Selam ve saygılarımla Dostlarım…
Söze nereden başlayacağımı bilemiyorum. Zira çok heyecanlıyım. Beni tanıyanlarınız vardır mutlaka ama tanımayanlarınız için başınızı ağrıtmadan kendimi kısaca tanıtayım. Ben Arap Ahmet’ten olma Berber Münevver’den doğma, Ceyda ve Şeyda’nın ablası Yelda. 1969 yılında Denizli’de doğdum. Doğum yerim Denizli olsa da lise öğrenimimi tamamlayana kadar Buldan’da yaşadım. Sonrası üniversite eğitimi alan birçok arkadaşım gibi gurbette geçti ömrüm bir süre. Mezuniyetin ardından evlilikti, çocuktu derken, Denizli Belediyesi’nde oniki sene, Alanya Belediyesi’nde ondokuz sene mesleğimi icra ettim. Şehir Plancısı olmam dolayısı ile her konudan 250 gram bilgi sahibi olmam gerekti ve deneyim kazanıma hepsinden birer tutam katarak kaynata kaynata bu yaşa kadar geldim ve çok şükür alnımın akıyla emekli oldum. Aman yanlış anlaşılmasın emekli dediysem eleği asmadım henüz. Güzel işler üretmeye devam tabi ki.

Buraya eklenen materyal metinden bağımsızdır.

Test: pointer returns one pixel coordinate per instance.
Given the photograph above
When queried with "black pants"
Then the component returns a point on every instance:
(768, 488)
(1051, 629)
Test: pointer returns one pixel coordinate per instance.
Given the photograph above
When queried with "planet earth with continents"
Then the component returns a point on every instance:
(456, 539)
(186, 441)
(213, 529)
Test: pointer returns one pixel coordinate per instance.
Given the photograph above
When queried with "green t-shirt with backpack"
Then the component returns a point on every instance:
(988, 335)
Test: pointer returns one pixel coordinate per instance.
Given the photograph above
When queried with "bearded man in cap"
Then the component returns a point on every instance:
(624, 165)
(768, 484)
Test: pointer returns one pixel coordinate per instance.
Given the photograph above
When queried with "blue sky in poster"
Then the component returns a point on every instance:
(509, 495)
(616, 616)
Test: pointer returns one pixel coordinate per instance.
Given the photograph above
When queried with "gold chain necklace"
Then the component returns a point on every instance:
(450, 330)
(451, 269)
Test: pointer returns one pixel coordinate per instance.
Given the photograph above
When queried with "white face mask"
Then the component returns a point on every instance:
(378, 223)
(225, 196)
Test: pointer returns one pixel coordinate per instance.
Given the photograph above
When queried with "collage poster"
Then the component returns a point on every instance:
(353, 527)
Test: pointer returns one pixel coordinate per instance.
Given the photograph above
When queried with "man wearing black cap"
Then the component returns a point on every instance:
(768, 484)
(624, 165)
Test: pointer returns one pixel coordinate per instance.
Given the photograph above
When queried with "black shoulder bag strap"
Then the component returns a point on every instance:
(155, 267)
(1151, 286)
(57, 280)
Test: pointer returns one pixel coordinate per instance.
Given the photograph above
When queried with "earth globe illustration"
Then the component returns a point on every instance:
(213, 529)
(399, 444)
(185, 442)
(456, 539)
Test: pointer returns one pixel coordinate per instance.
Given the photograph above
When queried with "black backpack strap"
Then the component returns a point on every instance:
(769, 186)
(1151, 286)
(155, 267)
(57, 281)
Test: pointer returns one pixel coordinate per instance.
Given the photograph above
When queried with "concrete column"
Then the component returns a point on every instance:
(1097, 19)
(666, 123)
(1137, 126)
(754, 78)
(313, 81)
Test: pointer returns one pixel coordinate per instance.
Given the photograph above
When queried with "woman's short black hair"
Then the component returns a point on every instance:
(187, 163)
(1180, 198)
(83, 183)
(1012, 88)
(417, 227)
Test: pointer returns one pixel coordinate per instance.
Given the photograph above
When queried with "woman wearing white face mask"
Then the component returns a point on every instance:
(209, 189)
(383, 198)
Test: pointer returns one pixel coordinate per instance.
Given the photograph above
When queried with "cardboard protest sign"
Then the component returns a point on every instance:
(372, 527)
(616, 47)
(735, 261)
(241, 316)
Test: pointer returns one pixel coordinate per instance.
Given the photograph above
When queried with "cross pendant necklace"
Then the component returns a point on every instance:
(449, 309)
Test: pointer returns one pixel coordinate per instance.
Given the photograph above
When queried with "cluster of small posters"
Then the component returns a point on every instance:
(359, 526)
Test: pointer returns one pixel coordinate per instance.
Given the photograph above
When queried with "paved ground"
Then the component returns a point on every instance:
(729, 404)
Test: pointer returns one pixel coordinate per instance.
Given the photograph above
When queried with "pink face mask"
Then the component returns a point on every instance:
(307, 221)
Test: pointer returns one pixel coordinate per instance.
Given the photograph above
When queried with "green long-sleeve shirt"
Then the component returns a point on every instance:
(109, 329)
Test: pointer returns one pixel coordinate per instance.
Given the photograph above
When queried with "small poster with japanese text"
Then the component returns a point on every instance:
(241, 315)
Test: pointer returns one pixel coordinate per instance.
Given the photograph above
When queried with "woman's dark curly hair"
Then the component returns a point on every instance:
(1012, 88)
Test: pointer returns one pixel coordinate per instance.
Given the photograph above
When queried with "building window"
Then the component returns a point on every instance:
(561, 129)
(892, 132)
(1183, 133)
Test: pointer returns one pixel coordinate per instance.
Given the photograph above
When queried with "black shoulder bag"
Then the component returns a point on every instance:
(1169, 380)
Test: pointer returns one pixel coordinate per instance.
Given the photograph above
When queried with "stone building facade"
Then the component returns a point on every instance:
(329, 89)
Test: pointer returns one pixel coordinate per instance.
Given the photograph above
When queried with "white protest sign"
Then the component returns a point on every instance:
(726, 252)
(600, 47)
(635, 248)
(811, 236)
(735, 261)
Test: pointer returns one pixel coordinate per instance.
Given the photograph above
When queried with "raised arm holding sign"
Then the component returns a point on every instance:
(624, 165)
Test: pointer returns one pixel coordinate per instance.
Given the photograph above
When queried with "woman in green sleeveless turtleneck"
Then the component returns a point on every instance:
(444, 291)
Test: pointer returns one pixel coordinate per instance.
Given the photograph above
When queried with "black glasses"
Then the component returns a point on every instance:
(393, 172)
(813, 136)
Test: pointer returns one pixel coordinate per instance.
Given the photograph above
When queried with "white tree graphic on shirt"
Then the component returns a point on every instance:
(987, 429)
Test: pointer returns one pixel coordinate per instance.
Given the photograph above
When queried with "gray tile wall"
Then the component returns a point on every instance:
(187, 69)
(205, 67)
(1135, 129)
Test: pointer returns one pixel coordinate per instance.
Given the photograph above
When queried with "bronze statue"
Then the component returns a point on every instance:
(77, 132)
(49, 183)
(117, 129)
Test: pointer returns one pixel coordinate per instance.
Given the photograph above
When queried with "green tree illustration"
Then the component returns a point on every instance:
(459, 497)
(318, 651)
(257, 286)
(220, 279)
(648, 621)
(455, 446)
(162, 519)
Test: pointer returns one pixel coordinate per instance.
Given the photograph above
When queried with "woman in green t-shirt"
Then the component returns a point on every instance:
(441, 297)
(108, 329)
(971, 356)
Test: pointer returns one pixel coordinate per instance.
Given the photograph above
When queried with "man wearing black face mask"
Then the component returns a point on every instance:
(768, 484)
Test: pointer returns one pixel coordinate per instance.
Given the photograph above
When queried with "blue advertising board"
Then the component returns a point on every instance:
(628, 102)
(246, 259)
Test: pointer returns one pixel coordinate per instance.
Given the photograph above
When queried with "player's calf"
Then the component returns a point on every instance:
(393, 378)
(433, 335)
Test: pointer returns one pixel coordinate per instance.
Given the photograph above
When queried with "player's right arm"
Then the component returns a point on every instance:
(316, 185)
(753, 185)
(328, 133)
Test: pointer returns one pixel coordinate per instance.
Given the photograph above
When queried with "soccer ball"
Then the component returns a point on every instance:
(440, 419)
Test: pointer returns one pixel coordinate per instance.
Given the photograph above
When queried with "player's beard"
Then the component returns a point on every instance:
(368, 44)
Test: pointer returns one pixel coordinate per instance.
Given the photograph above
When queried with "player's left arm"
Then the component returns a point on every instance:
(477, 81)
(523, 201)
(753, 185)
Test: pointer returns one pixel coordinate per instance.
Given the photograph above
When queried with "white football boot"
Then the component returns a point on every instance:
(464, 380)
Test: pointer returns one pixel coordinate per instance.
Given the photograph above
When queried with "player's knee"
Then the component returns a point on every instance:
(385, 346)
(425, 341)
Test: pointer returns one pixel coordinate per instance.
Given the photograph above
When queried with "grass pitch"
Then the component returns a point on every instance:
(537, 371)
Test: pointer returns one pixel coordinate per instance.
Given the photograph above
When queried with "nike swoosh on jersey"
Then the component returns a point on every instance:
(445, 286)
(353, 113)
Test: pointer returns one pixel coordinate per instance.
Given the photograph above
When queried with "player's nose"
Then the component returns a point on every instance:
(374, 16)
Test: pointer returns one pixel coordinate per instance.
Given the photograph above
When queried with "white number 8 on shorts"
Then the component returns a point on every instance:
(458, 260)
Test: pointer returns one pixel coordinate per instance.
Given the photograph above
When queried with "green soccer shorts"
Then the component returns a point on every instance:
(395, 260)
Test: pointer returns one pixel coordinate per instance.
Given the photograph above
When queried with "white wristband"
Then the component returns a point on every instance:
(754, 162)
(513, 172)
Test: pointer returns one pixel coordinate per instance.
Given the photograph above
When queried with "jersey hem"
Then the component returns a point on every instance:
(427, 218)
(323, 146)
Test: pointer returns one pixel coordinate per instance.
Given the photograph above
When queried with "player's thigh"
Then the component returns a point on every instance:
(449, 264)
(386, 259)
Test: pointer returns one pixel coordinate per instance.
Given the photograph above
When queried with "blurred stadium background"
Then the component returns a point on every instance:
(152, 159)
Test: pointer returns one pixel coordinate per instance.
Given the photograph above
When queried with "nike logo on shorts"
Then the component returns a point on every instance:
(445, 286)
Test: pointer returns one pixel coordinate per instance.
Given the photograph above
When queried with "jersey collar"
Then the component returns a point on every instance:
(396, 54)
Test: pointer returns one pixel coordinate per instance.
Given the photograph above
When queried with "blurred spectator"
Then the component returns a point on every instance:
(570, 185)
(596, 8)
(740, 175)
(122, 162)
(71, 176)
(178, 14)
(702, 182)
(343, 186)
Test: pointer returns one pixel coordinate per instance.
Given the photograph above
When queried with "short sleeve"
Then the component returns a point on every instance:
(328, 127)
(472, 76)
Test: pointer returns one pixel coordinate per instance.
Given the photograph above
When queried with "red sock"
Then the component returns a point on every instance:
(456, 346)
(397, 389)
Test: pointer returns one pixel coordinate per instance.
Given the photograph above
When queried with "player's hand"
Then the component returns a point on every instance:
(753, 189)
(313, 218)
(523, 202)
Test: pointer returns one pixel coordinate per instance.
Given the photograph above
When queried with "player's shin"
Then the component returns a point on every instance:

Sevgili arkadaşım İbrahim’in (Acıkara) teklifiyle de kendimi yazarken buldum. Sizlerle bu köşede deneyimlerimi, gözlemlerimi ve daha nicelerini naçizane paylaşmak benim için büyük bir keyif olacak.
Köşemizin adına gelince… Neden “Kırmızı Bisiklet” ?
Çocukluğumda en çok istediğim ve alındığında da havalara uçtuğum birçok çocuğun da rüyası olan kırmızı bisikletimi uygun gördüm. Çünkü o benim umudumu yeşerten, hayallerimi gerçekleştiren, beni özgür kılan bir araç değildi sadece. Çocukluğuma dair hatırladığım en güzel anılarıma, anlarıma dair bir simgeydi.Her insanın hayatında geçmişi hatırladığında gülümseten bir simge vardır mutlaka.Bu simgelere dokunacağım azıcık.
Buradaki paylaşımlarımda öncelikle Güzel Buldanımız olmak üzere güzel ülkemizin kültürel miraslarından, atalarımızdan ve bizi insan yapan değerlerden bahsedeceğim. Belki birçoğumuzun (ilk önce benim) hoşuna gitmeyecek konuları deşeleyip azıcık canımızı sıkacağım ama sonunu da güzele, deneyimlerimle ne yapılması gerektiğine bağlamaya çalışacağım.
Bir kenti kimler oluşturur?
Bir yerleşme nasıl kent olarak nitelendirilir?
Bir kentin kent olarak nitelendirilmesi için gereksinimi nedir?
Kendimizi kentli olarak nitelendiren bizler,yaşadığımız kent içinne katkıda bulunuyoruz?
Peki insan nedir?
Sait Faik’in “Kumarbaz Hayri Efendi” öyküsünde dediği gibi;
“Yalnız başına olan insan kadar büyük adam yoktur ama,insanlarla beraber olan insan, hakiki kıymetini ölçer, biçer. O zaman büyük adamsa, büyük adamdır.Bir şeye yaramaz adamsa bir halta yaramaz adam olduğunu anlayan adam da bir şeydir...”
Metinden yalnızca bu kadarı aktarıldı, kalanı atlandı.